Great Project Management



  • So I have sat idle on a project 4 weeks now (I have plenty of other projects to keep me busy). The project was to add layered contract billing. My billing stuff was done when I was asked to modify it to itemize the billing items by the contract that it was billed from. Not a big deal I made the change, only to see a PK violation. I knew why right away, the layered contract IDs would need to be added to the table, and added to the clustered index. (Yep all of the tables here uses 5-10 clustered column indexes).

    I asked my project manager about this, and she said that the scripts were already done for those tables to do this and was waiting for the DBAs to take care of them.  (Took 2 weeks to get that answered)

    It took 2 weeks to get the changes made to the DB....

    I finally had time to work on changing the classes that handle the 2 tables effected today. As I am about to start I say to myself "Self... do you think other forms might be using these classes then just my billing piece? Self, sounds like something I should check". A quick check idenified over 20 other forms and classes that are impacted by this.

    I politely ask my PM if she was aware of this and got my head chewed off that I should have told her this 4 weeks ago. (I have not been asked to do any of the impact analysis, she has relied on the contractor she hired to, and he did not do one for these tables because it was not part of the original requirements. Not his fault, all hers for not letting him know or asking for another IA).

    Now I am waiting for her to tell me how this is all going to be fixed because she wants this in production in 7 days...



  • Sometimes, when a bad project manager shouts at you, the best thing you can do is shout back.

     Other times, the best thing you can do is find a different project to work on.

    It's sad, but it's true :(
     



  • Management by intimidation is usually a sign that the yeller/manager is incompetent and realizes this, or made a mistake him/herself and realizes this and is very insecure. The yelling is an attempt to distract and misdirect blame.
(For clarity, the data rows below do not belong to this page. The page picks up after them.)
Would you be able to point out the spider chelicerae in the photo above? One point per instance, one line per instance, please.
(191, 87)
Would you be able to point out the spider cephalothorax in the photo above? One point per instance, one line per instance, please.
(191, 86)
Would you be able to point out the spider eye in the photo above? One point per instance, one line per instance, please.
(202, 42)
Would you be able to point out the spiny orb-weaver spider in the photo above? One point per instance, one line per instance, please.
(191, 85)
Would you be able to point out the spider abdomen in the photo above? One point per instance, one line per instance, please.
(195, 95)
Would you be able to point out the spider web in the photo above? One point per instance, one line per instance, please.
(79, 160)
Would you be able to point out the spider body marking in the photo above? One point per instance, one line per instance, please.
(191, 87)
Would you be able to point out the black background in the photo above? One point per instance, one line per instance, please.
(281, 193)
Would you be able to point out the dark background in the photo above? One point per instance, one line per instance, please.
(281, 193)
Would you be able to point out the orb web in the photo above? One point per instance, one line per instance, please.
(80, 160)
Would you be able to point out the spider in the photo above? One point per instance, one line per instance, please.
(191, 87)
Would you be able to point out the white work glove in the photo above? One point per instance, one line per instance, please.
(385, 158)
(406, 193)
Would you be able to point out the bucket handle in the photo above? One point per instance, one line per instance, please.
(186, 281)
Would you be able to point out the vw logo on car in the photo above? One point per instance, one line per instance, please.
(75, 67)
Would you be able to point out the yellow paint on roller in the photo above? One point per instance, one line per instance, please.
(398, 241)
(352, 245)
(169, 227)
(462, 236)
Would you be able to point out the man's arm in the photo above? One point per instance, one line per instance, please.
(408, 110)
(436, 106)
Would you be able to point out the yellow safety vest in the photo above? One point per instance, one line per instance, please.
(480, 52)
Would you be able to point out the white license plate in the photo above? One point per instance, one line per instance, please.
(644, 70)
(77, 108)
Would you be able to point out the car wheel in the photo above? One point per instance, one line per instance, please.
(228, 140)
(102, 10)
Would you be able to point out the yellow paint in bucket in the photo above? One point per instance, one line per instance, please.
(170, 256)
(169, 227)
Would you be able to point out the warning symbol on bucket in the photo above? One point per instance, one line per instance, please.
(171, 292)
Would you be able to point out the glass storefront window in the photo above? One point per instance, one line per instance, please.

In my experience, this is a consistent rule.


     



     



  • @matthewr81 said:

    "do you think other forms might be using these classes then just my billing piece?"

    <grammar_nazi>"other than", not "other then"</grammar_nazi> 



  • Rather than complaining about the PM, you could perhaps make duplicate classes under different names, modify those to suit you, and then make sure your form uses them... Then again you didn't say what platform you're working with so I could just be talking out my ass.



  • @Spacecoyote said:

    Rather than complaining about the PM, you could perhaps make duplicate classes under different names, modify those to suit you, and then make sure your form uses them... Then again you didn't say what platform you're working with so I could just be talking out my ass.

    Be sure to name it "billingHandler_2" and to go out of your way to avoid commenting.



  • <pedantic>effected -> affected</pedantic>



  • @Spacecoyote said:

    Rather than complaining about the PM, you could perhaps make duplicate classes under different names, modify those to suit you, and then make sure your form uses them... Then again you didn't say what platform you're working with so I could just be talking out my ass.

    It is a large VB6 windows form project with shared classes for all DB interaction, hence why I am supposed to use the classes rather than just doing something in my own datalayer and such.

     As an update though, we had our weekly status meeting later that afternoon where I was I received an apology (which is gives me a lot more respect for the PM) and I came up with a solution that would get us by. (Optional parameters on the effected class routines that are set to our default IDs, not great, but as the entire project which is 12 years old is being rewritten in .Net at the end of the year we all felt we could live with it for now)



  • I tried it with the tags, but they disappeared, so imagine there's a "grammar_nazi" tag around the following line:

    "grammar errors", not "grammer errors"


    and an "XML_nazi" tag around the following line (I know, I still used a quote, but whaddya gonna do?)

    &quot;, not "

    Or possibly

    CDATA["] not "



  • I'm pretty sure that quotes are allowed in text, the only problem is when they appear in an attribute.